What’s The Fastest Way To Recover From A Sprained Ankle?

Ouch! Your ankle rolls to the side and your lower leg blazes in agony. A sudden, sharp pain warns you of a severe injury. After you hobble to the couch, what should you do to recover? A sprained ankle occurs when an abrupt movement causes your ligaments in the limb to stretch and tear. These hardy, fibrous tissues connect your foot bones to your leg bones.

While you don’t need to see a doctor for mild strains, you should see a physician if the area looks malformed, or you can’t walk more than a few steps. Otherwise, use the following techniques to recover from your injury quickly.


RICE stands for rest, ice, compression and elevation. The goal of RICE is reducing inflammation and easing the pain. It’s an excellent first treatment for nearly any injury, including strains.

  • Rest: This instruction means immobilising the joint and keeping weight off it. Swelling is usually the most extreme 48 hours after the initial injury, so be careful. You can have a friend buy you an ankle brace at your nearest drugstore. If you have a severe sprain, you may need to visit an urgent care centre for crutches.
  • Ice: Cooling helps reduce swelling in the joint. Avoid placing ice directly on the skin, as this can damage your capillaries. Wrap an ice pack in a towel before applying.
  • Compression: You can buy compression socks at any drugstore. Wrapping the limb with gauze also helps immobilise the joint and reduce swelling.
  • Elevation: OK, you’re injured — but you have the perfect excuse to kick your feet up. Keeping your legs elevated at the level of your heart increases blood flow to the region and speeds healing.

Up Your Nutrition Game

Your food can act as medicine to help you heal if you make good choices. To speed recovery, you need to increase your intake of specific nutrients.

Increase your lean protein intake — protein makes up the fibres of your ligaments and tendons. It also helps minimise muscle loss while you recover. If you eat meat, stick to lower-fat versions like chicken and fish. If you follow a vegan or vegetarian lifestyle, increase your intake of dark, leafy greens like kale, as well as nuts and seeds.

Foods rich in omega-3 fatty acids help reduce inflammation. Fish like mackerel contain high levels of omega-3s, as do walnuts and chia seeds. Vitamin K directs calcium to bones and helps strengthen joints. Indulge in Swiss chard and arugula, as well as Brussels sprouts and dairy from grass-fed cows.

Slowly Increase Your Activity Level

After the first 48 hours of rest, you’re probably feeling restless. However, you need to exercise caution when returning to regular activities. Don’t try to run a marathon yet!

If you have access to a pool, return to activity in the water first. The buoyancy of the liquid reduces the impact on joints while restoring your range of motion. You can walk laps or swim — or try an aqua aerobics class.

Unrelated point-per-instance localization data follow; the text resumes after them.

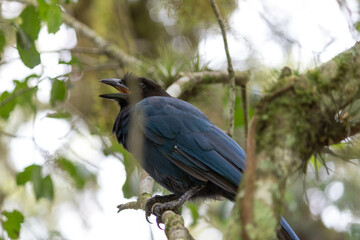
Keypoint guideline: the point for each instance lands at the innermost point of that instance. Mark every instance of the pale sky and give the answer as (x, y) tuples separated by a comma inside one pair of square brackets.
[(311, 22)]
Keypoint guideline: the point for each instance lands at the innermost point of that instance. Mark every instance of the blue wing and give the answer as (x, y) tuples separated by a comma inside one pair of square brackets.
[(186, 137)]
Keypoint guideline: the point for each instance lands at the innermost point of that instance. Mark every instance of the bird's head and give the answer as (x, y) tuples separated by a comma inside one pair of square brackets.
[(132, 88)]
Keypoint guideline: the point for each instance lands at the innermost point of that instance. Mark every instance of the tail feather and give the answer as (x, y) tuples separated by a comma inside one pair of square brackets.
[(286, 232)]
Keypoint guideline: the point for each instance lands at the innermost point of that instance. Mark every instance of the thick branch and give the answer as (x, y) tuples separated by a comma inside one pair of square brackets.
[(230, 68), (298, 117)]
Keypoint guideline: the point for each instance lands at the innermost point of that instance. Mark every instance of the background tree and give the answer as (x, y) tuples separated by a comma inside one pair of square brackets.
[(57, 150)]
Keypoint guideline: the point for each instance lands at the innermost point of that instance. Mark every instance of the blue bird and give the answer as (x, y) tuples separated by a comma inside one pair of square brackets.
[(178, 146)]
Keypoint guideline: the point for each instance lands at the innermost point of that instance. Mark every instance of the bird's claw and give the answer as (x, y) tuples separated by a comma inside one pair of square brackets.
[(157, 209)]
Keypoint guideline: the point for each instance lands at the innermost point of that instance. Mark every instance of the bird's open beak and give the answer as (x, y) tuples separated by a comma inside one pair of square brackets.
[(116, 83), (115, 96)]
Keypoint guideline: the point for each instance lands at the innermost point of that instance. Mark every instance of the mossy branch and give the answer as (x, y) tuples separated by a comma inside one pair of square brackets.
[(230, 67), (298, 117)]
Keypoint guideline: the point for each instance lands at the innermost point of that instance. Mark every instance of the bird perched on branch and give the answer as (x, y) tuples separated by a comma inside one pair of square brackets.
[(178, 146)]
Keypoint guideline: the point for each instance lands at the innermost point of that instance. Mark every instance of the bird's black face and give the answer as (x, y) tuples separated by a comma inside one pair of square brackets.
[(139, 87)]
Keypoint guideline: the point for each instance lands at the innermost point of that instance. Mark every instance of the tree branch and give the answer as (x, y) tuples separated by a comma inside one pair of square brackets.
[(230, 68), (297, 119), (189, 81)]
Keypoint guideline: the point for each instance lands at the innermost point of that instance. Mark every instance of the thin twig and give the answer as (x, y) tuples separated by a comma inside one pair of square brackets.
[(230, 68), (246, 213), (189, 81), (245, 112)]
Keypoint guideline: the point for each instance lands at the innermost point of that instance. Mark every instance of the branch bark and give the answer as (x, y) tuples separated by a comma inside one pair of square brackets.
[(298, 118), (230, 68)]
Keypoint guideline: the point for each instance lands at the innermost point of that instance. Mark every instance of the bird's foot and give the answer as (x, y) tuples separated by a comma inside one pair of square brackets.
[(159, 208), (157, 205)]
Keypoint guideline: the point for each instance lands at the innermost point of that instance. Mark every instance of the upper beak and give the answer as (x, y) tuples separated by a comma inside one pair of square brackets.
[(115, 96), (116, 83)]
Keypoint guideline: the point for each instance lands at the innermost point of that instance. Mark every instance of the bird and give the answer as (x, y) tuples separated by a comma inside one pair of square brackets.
[(178, 146)]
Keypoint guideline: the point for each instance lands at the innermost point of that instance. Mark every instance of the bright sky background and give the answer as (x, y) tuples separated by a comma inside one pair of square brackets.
[(312, 22)]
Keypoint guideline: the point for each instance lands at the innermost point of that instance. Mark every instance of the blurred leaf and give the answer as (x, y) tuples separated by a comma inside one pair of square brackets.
[(355, 231), (30, 22), (27, 50), (47, 189), (2, 40), (43, 8), (21, 95), (43, 187), (12, 224), (31, 172), (6, 108), (239, 112), (58, 92), (58, 115), (54, 18), (77, 172)]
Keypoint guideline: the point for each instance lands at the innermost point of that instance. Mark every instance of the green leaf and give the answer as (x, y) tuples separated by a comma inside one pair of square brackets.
[(27, 50), (30, 173), (58, 115), (8, 107), (43, 9), (79, 174), (2, 40), (58, 92), (43, 187), (54, 18), (30, 22), (12, 224), (47, 189)]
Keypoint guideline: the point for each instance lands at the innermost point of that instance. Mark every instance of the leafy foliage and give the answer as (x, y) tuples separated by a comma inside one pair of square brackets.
[(54, 18), (21, 95), (12, 224), (78, 173), (43, 186)]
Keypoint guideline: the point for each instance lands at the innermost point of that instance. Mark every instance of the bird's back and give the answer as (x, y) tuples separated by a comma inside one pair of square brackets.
[(182, 148)]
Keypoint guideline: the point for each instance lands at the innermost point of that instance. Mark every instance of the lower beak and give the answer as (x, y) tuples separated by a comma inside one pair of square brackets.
[(116, 83)]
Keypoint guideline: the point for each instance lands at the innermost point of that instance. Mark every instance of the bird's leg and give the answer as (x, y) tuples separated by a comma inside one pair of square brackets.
[(154, 200), (158, 208)]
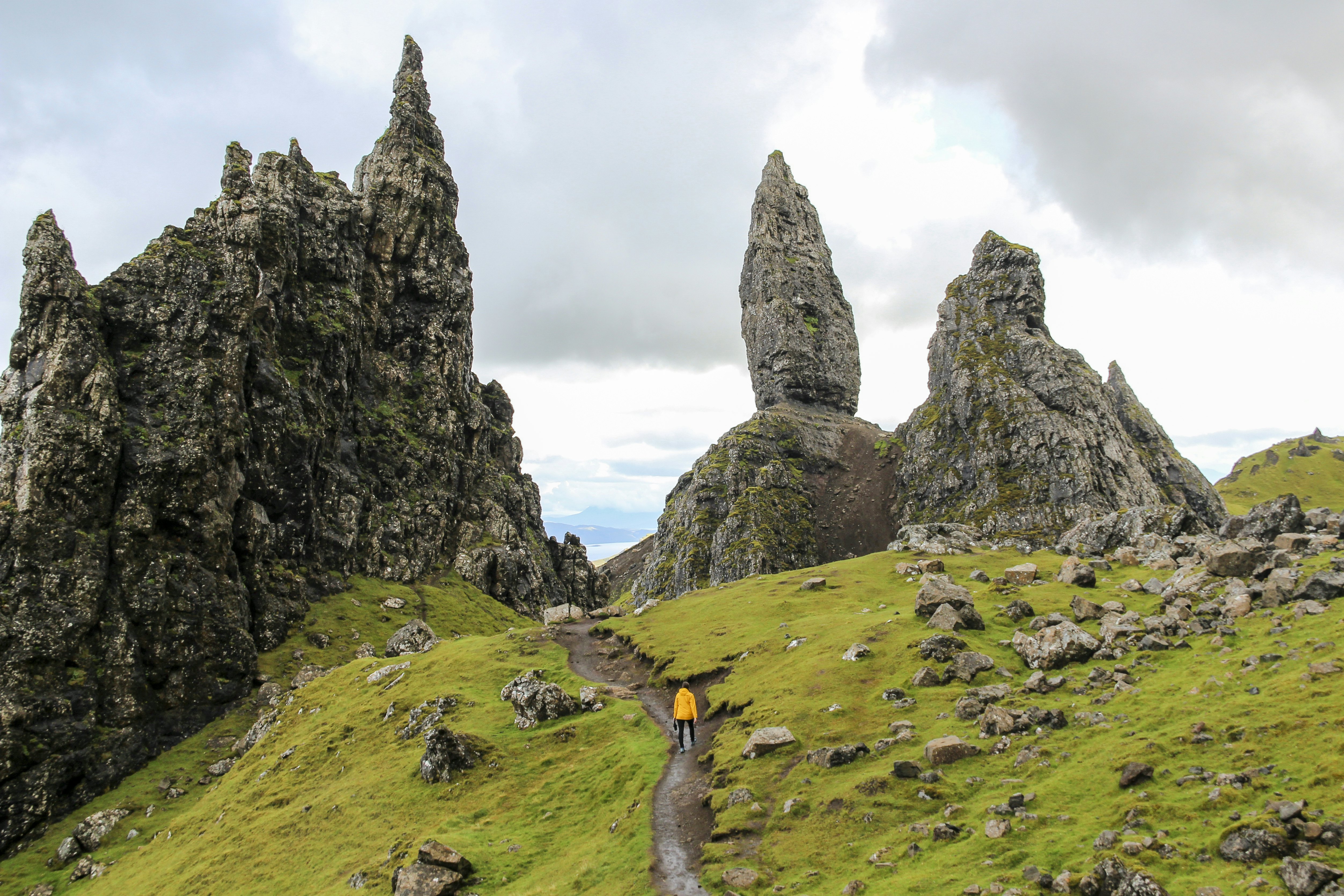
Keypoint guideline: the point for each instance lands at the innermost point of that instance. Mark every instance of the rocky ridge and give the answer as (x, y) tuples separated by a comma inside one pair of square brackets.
[(267, 400)]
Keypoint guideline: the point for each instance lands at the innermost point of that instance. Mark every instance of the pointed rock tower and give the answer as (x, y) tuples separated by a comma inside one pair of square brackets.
[(265, 401), (803, 481), (1019, 437), (796, 323)]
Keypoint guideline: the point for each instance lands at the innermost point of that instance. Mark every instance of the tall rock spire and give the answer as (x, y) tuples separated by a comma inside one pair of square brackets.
[(1019, 437), (796, 323)]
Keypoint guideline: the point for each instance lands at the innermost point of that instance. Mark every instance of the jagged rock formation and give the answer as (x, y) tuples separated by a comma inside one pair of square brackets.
[(796, 323), (1019, 437), (803, 481), (276, 394), (791, 488)]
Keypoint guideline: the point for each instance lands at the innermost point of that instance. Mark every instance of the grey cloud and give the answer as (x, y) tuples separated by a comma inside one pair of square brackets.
[(1165, 127)]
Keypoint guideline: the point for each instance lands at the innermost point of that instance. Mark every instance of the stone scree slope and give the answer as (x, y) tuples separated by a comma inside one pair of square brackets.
[(1019, 437), (803, 481), (279, 389)]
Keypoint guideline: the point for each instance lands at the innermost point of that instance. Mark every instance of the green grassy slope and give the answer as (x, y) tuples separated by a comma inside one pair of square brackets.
[(534, 817), (1316, 481), (1292, 723)]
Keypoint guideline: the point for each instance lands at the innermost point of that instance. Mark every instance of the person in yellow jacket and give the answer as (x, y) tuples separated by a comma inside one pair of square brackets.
[(685, 714)]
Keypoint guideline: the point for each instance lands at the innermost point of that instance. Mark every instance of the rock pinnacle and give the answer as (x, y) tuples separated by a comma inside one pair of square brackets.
[(796, 323)]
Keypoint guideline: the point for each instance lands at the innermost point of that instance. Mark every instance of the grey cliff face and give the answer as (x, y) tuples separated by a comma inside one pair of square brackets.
[(796, 323), (791, 488), (1019, 436), (280, 388)]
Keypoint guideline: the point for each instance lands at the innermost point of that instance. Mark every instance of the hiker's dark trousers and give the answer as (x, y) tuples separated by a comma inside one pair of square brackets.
[(682, 726)]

Exercises like tai chi and yoga use gentle, flowing movements and minimise the impact on joints. When practicing yoga, avoid balancing poses like Natarajasana or dancer pose. You don’t want to risk re-injury.

Do walk for short distances. Start by walking indoors, perhaps by going to the mall for a stroll. The flat surface helps prevent falling. If you need to, use a cane or a walker at first. It’s better to feel embarrassed for a short period than to end up on the disabled list longer.

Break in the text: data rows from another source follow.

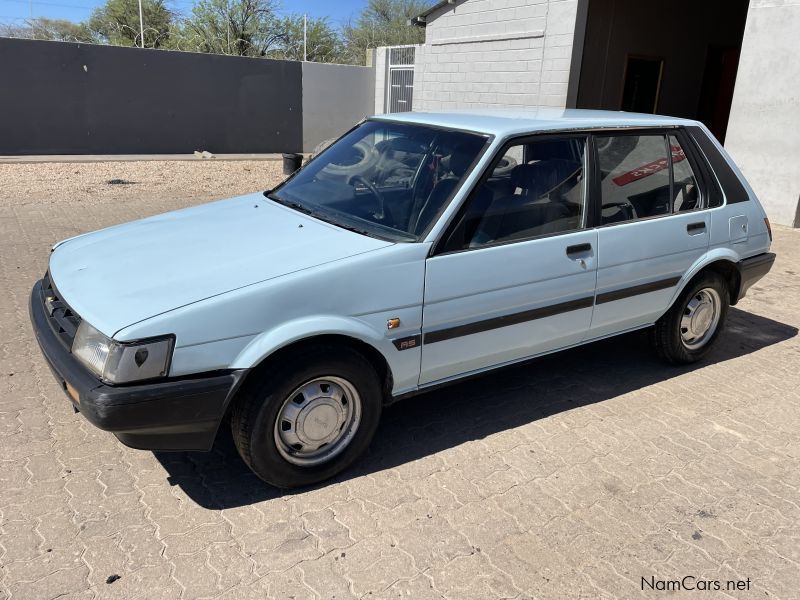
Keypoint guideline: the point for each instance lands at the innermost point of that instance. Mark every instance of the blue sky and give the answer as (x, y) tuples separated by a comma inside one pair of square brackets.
[(16, 11)]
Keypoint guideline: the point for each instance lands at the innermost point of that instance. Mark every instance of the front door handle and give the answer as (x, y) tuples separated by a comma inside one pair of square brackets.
[(578, 249)]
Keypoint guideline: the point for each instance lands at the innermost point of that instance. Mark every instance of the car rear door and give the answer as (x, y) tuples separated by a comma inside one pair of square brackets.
[(653, 225), (514, 275)]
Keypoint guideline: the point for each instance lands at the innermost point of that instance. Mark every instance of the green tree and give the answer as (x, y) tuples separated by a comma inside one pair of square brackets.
[(322, 42), (117, 23), (383, 23), (238, 27)]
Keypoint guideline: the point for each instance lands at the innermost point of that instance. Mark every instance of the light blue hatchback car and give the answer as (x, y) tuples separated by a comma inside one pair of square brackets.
[(416, 250)]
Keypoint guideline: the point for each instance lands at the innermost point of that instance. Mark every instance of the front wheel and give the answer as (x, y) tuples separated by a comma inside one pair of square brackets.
[(308, 417), (689, 329)]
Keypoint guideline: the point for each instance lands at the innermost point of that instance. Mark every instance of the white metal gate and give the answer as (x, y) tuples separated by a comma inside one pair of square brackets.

Perform Ankle Mobility Exercises

To prevent future injuries, you need to increase mobility around your ankle joint. To stretch the Achilles, take a knee with the toes of your top leg two inches from the wall. Slowly lean forward, trying to touch your knee to the wall — don’t force it if you can’t.

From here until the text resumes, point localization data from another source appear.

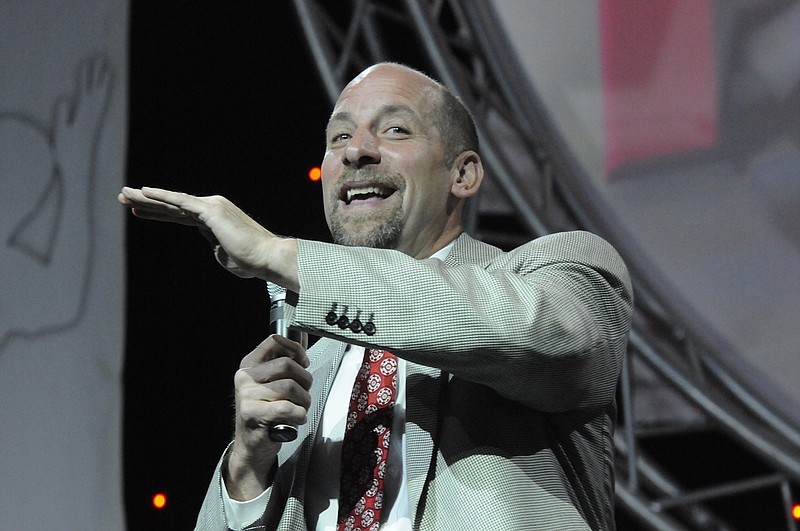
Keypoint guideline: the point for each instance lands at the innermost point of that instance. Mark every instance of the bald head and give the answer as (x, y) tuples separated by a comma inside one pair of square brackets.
[(448, 113)]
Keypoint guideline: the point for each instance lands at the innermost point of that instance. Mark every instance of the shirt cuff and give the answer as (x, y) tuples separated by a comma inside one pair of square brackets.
[(241, 514)]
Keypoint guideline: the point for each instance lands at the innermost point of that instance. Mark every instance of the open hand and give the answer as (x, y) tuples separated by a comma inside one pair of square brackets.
[(241, 245)]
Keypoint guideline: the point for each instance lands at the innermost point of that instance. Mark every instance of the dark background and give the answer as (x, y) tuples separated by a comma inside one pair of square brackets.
[(224, 99)]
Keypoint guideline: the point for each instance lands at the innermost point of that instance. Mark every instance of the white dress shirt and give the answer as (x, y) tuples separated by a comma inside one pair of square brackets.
[(322, 495)]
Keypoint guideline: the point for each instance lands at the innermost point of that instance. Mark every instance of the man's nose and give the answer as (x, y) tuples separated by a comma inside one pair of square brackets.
[(362, 149)]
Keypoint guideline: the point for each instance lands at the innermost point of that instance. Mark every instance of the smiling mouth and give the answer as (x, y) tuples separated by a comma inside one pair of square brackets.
[(365, 192)]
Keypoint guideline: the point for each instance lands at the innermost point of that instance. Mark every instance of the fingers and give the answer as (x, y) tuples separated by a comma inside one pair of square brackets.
[(159, 205), (273, 347), (272, 385)]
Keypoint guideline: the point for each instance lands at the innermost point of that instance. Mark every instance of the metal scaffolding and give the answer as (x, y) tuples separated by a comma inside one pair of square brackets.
[(538, 189)]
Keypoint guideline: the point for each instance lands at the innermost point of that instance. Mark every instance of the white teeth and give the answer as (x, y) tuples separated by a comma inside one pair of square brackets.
[(366, 190)]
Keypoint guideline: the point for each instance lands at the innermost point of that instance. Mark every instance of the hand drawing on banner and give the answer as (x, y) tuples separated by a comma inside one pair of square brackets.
[(46, 183)]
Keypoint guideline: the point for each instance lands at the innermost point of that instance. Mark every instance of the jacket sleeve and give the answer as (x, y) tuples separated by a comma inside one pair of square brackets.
[(545, 325)]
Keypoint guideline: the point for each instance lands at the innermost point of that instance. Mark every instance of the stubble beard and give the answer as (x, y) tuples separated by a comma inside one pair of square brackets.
[(379, 228)]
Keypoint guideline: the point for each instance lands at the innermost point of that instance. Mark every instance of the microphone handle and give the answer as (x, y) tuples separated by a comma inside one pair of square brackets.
[(277, 325)]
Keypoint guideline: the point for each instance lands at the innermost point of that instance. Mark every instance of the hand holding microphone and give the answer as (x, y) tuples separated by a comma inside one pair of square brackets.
[(277, 325)]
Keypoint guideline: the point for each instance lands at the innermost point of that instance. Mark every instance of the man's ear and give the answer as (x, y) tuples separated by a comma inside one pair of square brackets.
[(468, 170)]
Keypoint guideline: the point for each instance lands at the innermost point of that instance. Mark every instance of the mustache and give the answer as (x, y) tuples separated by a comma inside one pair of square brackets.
[(369, 174)]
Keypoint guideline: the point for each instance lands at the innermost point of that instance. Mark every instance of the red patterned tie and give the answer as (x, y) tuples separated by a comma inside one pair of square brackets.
[(366, 442)]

While sitting on your couch, alternately lift each leg. Rotate your ankle first in one direction, then the other. Point and flex your foot repeatedly. Invest in a simple foam roller and lie on the floor. Roll your lower leg back and forth across the device — this increases blood flow to the ankle, speeding recovery.

Protect Your Ankles In The Future

Once you recover from your sprained ankle, take precautions to avoid future injury. Wear appropriate shoes when you exercise. Select sneakers with sufficient padding for high-impact activities. If you partake in dance-style workouts like Zumba, invest in a pair of shoe gliders to help your feet slide easily over surfaces. If you live to hike, get properly fitted boots that offer ankle support.

You Can Speed Your Recovery From A Sprained Ankle

You can recover more quickly from a sprained ankle by following the right techniques. Get adequate rest and eat healthy foods. Before long, you’ll build your way back to your usual routine.